Par andre.icard le 28/12/11

NON: dans un arrêt en date du 10 mai 2010, la Cour administrative d'appel de Paris considère que les dispositions de l'article L.2521-1 du code général des collectivités territoriales confie l'exercice de cette mission aux services de l'Etat (Préfet), dans les communes des Hauts de Seine (92), de la Seine Saint Denis (93) et du Val de Marne (94), dans les mêmes conditions que celles en vigueur dans les communes où la police est étatisée.

Dans un arrêt du 10 mai 2010, la Cour administrative d'appel de Paris, confirmant le jugement n° 08PA00991 du Tribunal administratif de MELUN du 28 décembre 2007, considère que si l'alinéa 2° de l'article L.2212-2 du code général des collectivités territoriales donne au maire pour mission de « réprimer les atteintes à la tranquillité publique telles que les rixes et disputes accompagnées d'ameutement dans les rues, le tumulte excité dans les lieux d'assemblée publique, les attroupements, les bruits, les troubles de voisinage, les rassemblements nocturnes qui troublent le repos des habitants et tous actes de nature à compromettre la tranquillité publique », les dispositions de l'article L.2521-1 de ce même code général des collectivités territoriales confie l'exercice de cette mission aux services de l'Etat (Préfet), dans les communes des Hauts de Seine (92), de la Seine Saint Denis (93) et du Val de Marne (94), dans les mêmes conditions que celles en vigueur dans les communes où la police est étatisée.

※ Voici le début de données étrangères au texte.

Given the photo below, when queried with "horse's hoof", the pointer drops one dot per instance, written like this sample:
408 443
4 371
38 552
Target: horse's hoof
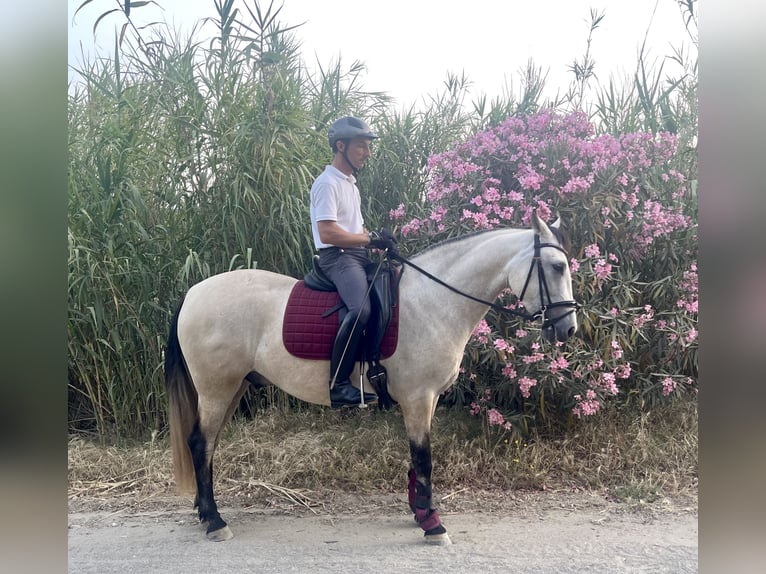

SOURCE: Cour administrative d'appel de Paris, 6ème Chambre, 10 mai 2010, n° 08PA00991. (Arrêt non publié sur Legifrance)

Par andre.icard le 16/12/11

NON: dans un arrêt en date du 9 décembre 2011, le Conseil d'Etat, abandonnant sa jurisprudence antérieure, considère que lorsque sont présentées dans la même instance des conclusions tendant à l'annulation pour excès de pouvoir d'une décision et des conclusions relevant du plein contentieux tendant au versement d'une indemnité pour réparation du préjudice causé par l'illégalité fautive que le requérant estime constituée par cette même décision, cette circonstance n'a pas pour effet de donner à l'ensemble des conclusions le caractère d'une demande de plein contentieux. Par suite, et en tout état de cause, le désistement présenté par M. A de ses conclusions pécuniaires ne pourrait avoir d'effet ni sur le maintien, ni sur la recevabilité de ses conclusions à fin d'annulation pour excès de pouvoir.

SOURCE: Conseil d'État, Section du Contentieux, 09/12/2011, 337255, Publié au recueil Lebon

Par andre.icard le 03/12/11

OUI: mais uniquement si le changement d'horaire porte une atteinte excessive à son droit au respect de sa vie personnelle et familiale ou à son droit au repos. Hormis ces circonstances, l'instauration d'une nouvelle répartition du travail sur la journée relève bien du pouvoir de direction de l'employeur.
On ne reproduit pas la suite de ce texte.